ESCENA 29. El milagro del ermitaño Boron.

No conseguía dormir, apesadumbrado por los desagradables acontecimientos ocurridos en el convento de franciscanas. Me incorporé de la cama, regresé al salón y retiré un santoral de la biblioteca de Ventura. Mi vista se detuvo en la cajita de puros. La abrí. El abuso del tabaco conduce indefectiblemente a la esclavitud. Al instante, acepté el aforismo y desterré de mi pensamiento las ganas de fumar. Me acomodé en el sillón. Abrí el martirologio y tanteé en el índice el capítulo del santo Borón. Páginas 874 hasta la 911, inclusive. Comencé la lectura y en llegar a su final, entregué las últimas horas del día.

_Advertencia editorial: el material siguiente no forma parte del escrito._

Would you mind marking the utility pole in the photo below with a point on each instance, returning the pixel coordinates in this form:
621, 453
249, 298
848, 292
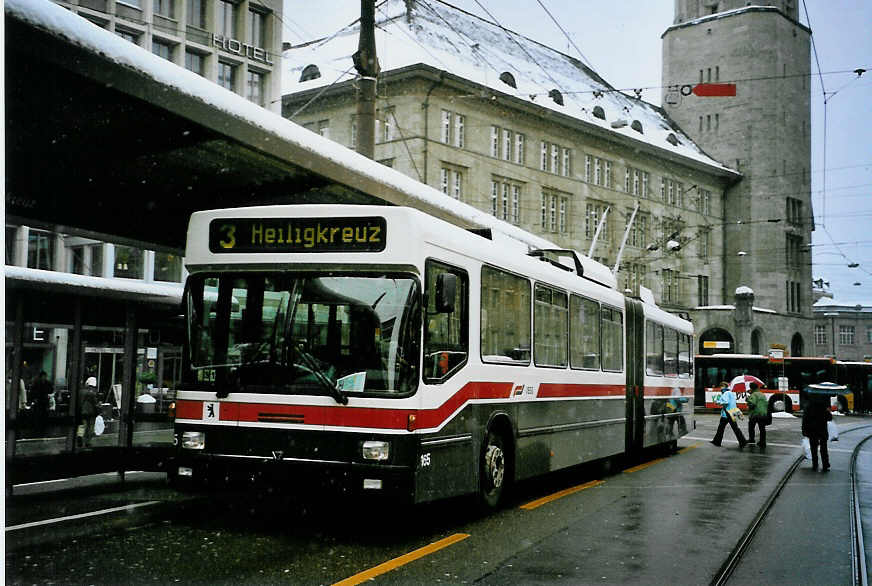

Nunca antes, la lectura de una biografía santa produjo que mis manos temblaran. Era la primera vez que esto me ocurría. Introduje una señal en la página 911. Con los dedos humedecidos en saliva, regresé al principio del capítulo del ermitaño Borón. Página 874. Doblé el ángulo superior de la hoja, a modo de referencia. Cerré el grueso volumen y contemplé su portada con extrema fijación. Hechos y virtudes de los santos medievales. Tomo II, por Ramón de Guissóns, superior carmelita del monasterio de San Simón. Primera edición 1824.

Repicaron doce campanadas en el reloj de la casa de Ventura. Me levanté con pereza y torné a sopesar el tomo. Mi última caricia la acerté al crucifijo que me hubo protegido desde el pecho mientras releía la hagiografía del santo Borón. Lo besé y me sentí seguro.

Recoloqué el volumen en su sitio original. Salí del salón, con la extraña sensación de que un olor infecto y pútrido conquistaba lentamente la estancia.